Vereinsleben

Walternienburger Sportplatz in Topverfassung

Vorsitzender Reinhard Werner und sein Team mähen jede Woche und sorgen für eine nötige Nachsaat.

Von Simone Zander
Die schöne Sportanlage in Walternienburg lädt geradzu zum Sporttreiben ein. Doch bisher war dies aufgrund der hohen Inzidenzzahlen in Zeiten der Corona-Pandemie nicht möglich. Nun ist ein Licht am Ende des Tunnels zu sehen.
Die schöne Sportanlage in Walternienburg lädt geradzu zum Sporttreiben ein. Doch bisher war dies aufgrund der hohen Inzidenzzahlen in Zeiten der Corona-Pandemie nicht möglich. Nun ist ein Licht am Ende des Tunnels zu sehen. Foto: Sport Print Zander

Walternienburg.

Die Sportanlage in Walternienburg lädt in ihrem schönen grünen Gewand geradezu zum Sporttreiben ein. Nach den erneuten Lockerungen könnten die Vereinsmitglieder des Walternienburger SV (WSV) und der FSG Walternienburg/Güterglück sowie alle anderen Sportler auch wieder trainieren, wenn die Sieben-Tage-Inzidenz an fünf aufeinander folgenden Werktagen unter 100 liegt, zumindest im Freien in Gruppen bis höchstens 25 Personen, einschließlich des Trainers. Dies ist ein kleiner Lichtblick am Ende des Tunnels.

„Alles auf Sparflamme“

Denn bisher läuft in Walternienburg „alles auf Sparflamme“, teilte Reinhard Werner, Vorsitzender des WSV, mit. „Unsere Fußballer hatten bis vor etwas über drei Wochen wieder einmal pro Woche trainiert. Doch dann wurde ja wieder alles gesperrt.“

Aber auch für Reinhard Werner ist „Licht im Tunnel zu sehen“ und er rechnet damit, dass seine Teams „vielleicht im September wieder loslegen können“. „Mit den Alten Herren geht es eventuell sogar schon im August, so dass wir noch ein paar Freundschaftsspiele bestreiten können“, hofft er.

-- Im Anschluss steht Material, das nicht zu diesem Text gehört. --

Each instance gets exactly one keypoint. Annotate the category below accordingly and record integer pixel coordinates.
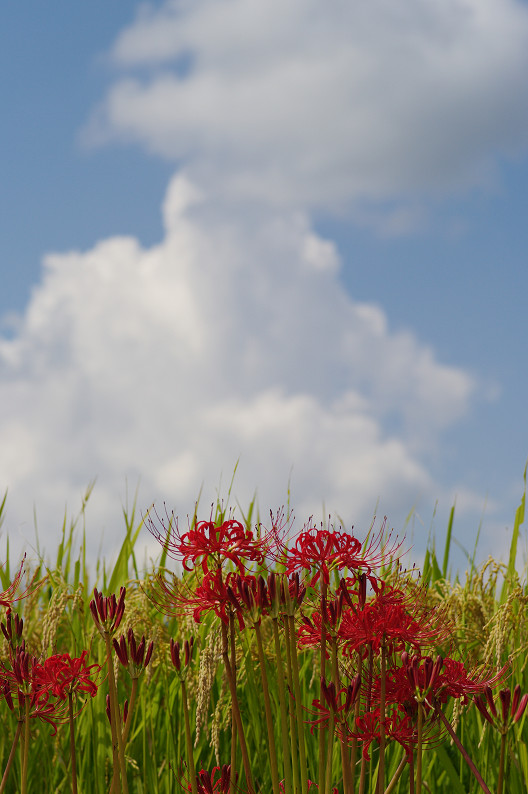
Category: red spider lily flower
(322, 551)
(175, 649)
(250, 595)
(60, 675)
(457, 682)
(209, 544)
(216, 782)
(512, 706)
(7, 598)
(336, 702)
(108, 710)
(108, 611)
(393, 619)
(135, 657)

Dass die Sportanlage in Walternienburg so gepflegt aussieht, ist kein Zufall: „Wir wenden dafür viel Zeit auf. Ich habe jemanden von unseren Sportfreunden gewonnen, der mit mir die Pflege vom Sportplatz übernommen hat. Wir mähen jede Woche einmal und haben auch die ganzen Randflächen mit Hilfe von ABM-Kräften, die alle acht Wochen einmal kommen, sehr gut im Griff.“

Reinhard Werner und sein Verein haben sich um Zuschüsse für eine Nachsaat auf dem Sportplatz bemüht, weil „das Unkraut stark hervorgetreten war und wir dies durch eine dichte Grasnarbe unterbinden wollen“, erklärte der Vereinschef, der auch das Amt des Abteilungsleiters Fußball inne hat.

Die Nachsaat wurde von der Firma Keller und Tersch aus Schönebeck vorgenommen, die gerade dabei ist, den grundhaften Ausbau des Zerbster „Friedrich-Ludwig-Jahn“-Stadions zu realisieren.